I agree with what other people have said, the particular words blurted out in an argument are often not meaningful, or not to be taken literally. 

The real problem is this:


sparkles2020 said:


> I really yearn for a deep connection with him but I assumed after being married 15 years , this should no longer be a concern.


I would guess this is a two-sided problem.


----------



## In Absentia (Aug 21, 2012)

I used to say hurtful stuff when I was angry. I didn't really mean them. It's my personality. I always apologised afterwards.


----------



## Ragnar Ragnasson (Mar 4, 2018)

Because it was so long ago, it may be an impossibility to discuss it without unintentional personal coloring of remembrances due to years passed, by both of you.

The other issues and trouble in communication and intimacy, perceived hiding by him which may or may not be real, but if concerns needs to be discussed in an initially non-threatening kindly manner.

The feeling you have as not being part of his family if I'm understanding you correctly may be real, your perception or a mixture of both.

But it's important to you therefore it should be talked about as you two talk about current ways to improve your M.

A marriage tune-up is most always a good thing.

Touch on the troubles, celebrate the wins between you two as a married couple.


----------



## Yeswecan (Jul 25, 2014)

For me, you are focusing on the wrong statement. Your H said, "He does not feel comfortable talking with you." Did you ask why your H does not feel comfortable talking to your other then current events? If your H is not comfortable opening up to you there will be not deeper connection.


----------



## GC1234 (Apr 15, 2020)

sparkles2020 said:


> Its been 8 years but I cant shake off what my husband said during a heated argument when I discovered he had given a former work colleague some money without my knowledge. We hadnt had a huge argument like that ever and havnt since and we generally are pleasant with each other when we disagree.
> 
> My husband doesnt really talk to me about things that really matter in a family setting . Its always small talk about current events, etc. I really yearn for a deep connection with him but I assumed after being married 15 years , this should no longer be a concern.
> 
> ...


Hey, 
I wouldn't take what he said to heart. I'm sure he did not mean it. As for feeling excluded by him because 'he doesn't feel comfortable talking to you about things", that seems like a him issue, not you per se. How to get him to open up is more difficult. Some people never will I don't think, and I think that's just part of personality sometimes. Maybe asking him what would make him more comfortable opening up to you, and why he doesn't feel comfortable, when you're both in a good mood might be a good idea. Would he consider seeing a therapist on his own to work on that? Good luck to you!


----------



## Ragnar Ragnasson (Mar 4, 2018)

Yeswecan said:


> For me, you are focusing on the wrong statement. Your H said, "He does not feel comfortable talking with you." Did you ask why your H does not feel comfortable talking to your other then current events? If your H is not comfortable opening up to you there will be not deeper connection.


And here's another tidbit to think about.

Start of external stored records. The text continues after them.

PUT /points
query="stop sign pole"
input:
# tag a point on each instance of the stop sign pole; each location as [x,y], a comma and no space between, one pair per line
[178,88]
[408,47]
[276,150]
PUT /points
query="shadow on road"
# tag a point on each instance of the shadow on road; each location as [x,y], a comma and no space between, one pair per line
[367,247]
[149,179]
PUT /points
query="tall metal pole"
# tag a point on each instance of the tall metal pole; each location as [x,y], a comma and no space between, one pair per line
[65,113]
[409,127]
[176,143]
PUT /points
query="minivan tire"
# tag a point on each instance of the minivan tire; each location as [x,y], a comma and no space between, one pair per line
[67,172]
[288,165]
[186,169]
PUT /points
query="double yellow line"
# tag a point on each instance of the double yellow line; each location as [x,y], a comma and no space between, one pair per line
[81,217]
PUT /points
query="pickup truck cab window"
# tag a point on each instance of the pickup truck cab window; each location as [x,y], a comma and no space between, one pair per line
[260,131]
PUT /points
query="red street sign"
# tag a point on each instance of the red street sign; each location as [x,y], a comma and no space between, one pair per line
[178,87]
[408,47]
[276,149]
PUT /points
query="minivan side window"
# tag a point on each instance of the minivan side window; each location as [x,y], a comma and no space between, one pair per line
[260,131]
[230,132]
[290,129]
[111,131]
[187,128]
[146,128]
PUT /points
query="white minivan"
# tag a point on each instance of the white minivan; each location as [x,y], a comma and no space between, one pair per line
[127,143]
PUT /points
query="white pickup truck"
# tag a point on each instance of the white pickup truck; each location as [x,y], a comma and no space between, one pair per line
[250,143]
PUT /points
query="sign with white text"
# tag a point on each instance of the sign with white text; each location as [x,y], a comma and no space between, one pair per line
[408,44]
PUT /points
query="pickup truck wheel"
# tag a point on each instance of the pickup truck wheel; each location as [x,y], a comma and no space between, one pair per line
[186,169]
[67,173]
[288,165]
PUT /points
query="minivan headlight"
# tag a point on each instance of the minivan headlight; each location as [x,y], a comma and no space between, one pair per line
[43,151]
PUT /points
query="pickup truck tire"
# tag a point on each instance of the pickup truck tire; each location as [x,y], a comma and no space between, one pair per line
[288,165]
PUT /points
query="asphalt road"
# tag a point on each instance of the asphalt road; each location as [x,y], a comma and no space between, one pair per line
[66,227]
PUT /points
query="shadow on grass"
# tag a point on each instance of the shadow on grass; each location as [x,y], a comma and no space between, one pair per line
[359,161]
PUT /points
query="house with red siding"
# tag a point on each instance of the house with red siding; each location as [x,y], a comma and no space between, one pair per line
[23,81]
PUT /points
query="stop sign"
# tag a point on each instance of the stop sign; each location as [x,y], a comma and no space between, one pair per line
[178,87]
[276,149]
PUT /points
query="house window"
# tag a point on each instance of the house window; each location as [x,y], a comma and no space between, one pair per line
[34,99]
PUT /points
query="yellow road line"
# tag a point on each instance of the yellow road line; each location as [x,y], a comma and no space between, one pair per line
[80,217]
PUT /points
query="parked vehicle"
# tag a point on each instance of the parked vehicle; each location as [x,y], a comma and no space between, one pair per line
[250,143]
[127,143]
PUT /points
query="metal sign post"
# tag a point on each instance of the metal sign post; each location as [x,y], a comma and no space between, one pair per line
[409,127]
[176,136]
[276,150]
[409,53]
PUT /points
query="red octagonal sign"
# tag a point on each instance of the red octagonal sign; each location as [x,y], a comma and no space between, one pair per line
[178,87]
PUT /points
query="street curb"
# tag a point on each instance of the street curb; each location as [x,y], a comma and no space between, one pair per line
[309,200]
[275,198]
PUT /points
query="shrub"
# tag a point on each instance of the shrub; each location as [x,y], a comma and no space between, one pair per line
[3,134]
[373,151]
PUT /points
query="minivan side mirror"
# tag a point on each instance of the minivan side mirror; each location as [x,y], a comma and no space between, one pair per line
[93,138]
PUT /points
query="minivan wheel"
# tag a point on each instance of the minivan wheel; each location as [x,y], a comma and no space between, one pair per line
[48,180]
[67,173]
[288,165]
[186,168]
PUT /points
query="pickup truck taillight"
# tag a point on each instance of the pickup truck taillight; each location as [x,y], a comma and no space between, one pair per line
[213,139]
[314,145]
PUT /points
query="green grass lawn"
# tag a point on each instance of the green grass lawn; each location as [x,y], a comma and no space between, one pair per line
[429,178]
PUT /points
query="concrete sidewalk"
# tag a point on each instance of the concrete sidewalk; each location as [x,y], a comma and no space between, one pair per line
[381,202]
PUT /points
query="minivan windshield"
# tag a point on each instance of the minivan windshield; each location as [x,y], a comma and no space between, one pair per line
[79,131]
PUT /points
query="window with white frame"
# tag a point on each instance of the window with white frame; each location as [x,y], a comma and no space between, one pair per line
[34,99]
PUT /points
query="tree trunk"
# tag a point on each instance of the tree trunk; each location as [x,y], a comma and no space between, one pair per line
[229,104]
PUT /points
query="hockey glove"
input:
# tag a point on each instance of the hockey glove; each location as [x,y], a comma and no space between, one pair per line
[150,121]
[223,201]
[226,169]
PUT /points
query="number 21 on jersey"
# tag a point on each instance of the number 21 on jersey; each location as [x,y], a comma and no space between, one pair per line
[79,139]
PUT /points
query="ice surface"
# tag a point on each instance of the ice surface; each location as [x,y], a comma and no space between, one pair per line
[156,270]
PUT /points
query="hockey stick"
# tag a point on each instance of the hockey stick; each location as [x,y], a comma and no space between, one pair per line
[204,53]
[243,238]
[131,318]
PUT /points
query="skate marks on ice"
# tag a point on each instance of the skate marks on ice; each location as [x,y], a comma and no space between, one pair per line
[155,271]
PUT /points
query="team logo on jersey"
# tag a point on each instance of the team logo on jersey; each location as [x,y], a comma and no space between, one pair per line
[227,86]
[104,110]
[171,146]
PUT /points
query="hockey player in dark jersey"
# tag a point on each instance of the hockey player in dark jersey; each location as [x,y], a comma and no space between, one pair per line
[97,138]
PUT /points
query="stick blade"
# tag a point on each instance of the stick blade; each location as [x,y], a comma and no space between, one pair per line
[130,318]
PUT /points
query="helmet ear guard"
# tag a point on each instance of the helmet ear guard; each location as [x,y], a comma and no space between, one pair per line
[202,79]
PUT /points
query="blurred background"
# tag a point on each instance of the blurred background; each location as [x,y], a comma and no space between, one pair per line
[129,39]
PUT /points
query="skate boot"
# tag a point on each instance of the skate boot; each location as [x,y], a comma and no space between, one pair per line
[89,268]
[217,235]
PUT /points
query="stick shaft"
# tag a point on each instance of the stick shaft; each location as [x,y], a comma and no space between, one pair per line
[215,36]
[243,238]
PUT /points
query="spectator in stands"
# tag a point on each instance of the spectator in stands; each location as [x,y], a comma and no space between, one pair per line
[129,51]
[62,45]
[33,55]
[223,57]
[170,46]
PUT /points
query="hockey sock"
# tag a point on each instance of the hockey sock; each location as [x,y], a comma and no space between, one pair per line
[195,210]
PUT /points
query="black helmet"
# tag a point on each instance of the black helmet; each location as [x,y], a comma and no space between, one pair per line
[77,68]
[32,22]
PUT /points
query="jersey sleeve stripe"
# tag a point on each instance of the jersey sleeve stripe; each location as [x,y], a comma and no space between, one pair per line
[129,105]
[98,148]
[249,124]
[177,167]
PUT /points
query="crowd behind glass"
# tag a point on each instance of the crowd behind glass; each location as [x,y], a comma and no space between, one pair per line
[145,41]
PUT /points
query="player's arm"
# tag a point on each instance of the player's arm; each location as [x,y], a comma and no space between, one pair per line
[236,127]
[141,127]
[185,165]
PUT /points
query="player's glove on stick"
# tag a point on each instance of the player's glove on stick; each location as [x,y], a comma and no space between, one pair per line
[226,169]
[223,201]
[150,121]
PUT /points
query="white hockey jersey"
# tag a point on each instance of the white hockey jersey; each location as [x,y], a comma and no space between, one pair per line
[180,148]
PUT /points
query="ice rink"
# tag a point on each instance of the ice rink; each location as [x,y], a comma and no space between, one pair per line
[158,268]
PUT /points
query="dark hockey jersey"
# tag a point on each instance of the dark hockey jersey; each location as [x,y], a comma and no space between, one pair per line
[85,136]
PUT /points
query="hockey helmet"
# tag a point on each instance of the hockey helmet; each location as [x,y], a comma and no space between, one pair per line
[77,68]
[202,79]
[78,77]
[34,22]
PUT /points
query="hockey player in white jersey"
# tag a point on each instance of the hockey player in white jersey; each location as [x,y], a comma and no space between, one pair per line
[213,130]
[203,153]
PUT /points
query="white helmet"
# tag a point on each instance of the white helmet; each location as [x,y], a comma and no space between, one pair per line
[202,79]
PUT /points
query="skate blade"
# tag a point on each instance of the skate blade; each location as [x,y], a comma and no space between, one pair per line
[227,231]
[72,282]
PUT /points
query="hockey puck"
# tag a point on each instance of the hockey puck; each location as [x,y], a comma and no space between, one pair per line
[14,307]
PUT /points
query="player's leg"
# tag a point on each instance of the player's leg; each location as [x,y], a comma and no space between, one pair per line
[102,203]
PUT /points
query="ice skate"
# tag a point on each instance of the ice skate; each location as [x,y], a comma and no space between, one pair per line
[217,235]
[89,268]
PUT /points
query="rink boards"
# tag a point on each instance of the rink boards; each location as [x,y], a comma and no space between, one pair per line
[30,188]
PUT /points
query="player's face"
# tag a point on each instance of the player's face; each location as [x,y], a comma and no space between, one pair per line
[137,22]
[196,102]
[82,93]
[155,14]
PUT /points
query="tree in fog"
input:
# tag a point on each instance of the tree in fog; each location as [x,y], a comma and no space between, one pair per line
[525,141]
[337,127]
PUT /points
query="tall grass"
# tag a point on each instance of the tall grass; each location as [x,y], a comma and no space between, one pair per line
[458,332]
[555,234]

@Yeswecan said if, if he's not comfortable talking with you etc. so there may not be a deeper connection, here's perhaps an adder:

I myself have a couple things I'm uncomfortable talking with DW about (just a couple, after 35 yrs M) but that doesn't mean I DON'T talk with her on those couple things.

Because she's earned the right to have my honesty as well as I believe she's earned the right to have that honesty.

Now, it's MY belief (as well as hers) she's due it and MY belief that honesty is best in almost all things on the honesty factor that wins the day, not her just "feeling like she does", granted, imho.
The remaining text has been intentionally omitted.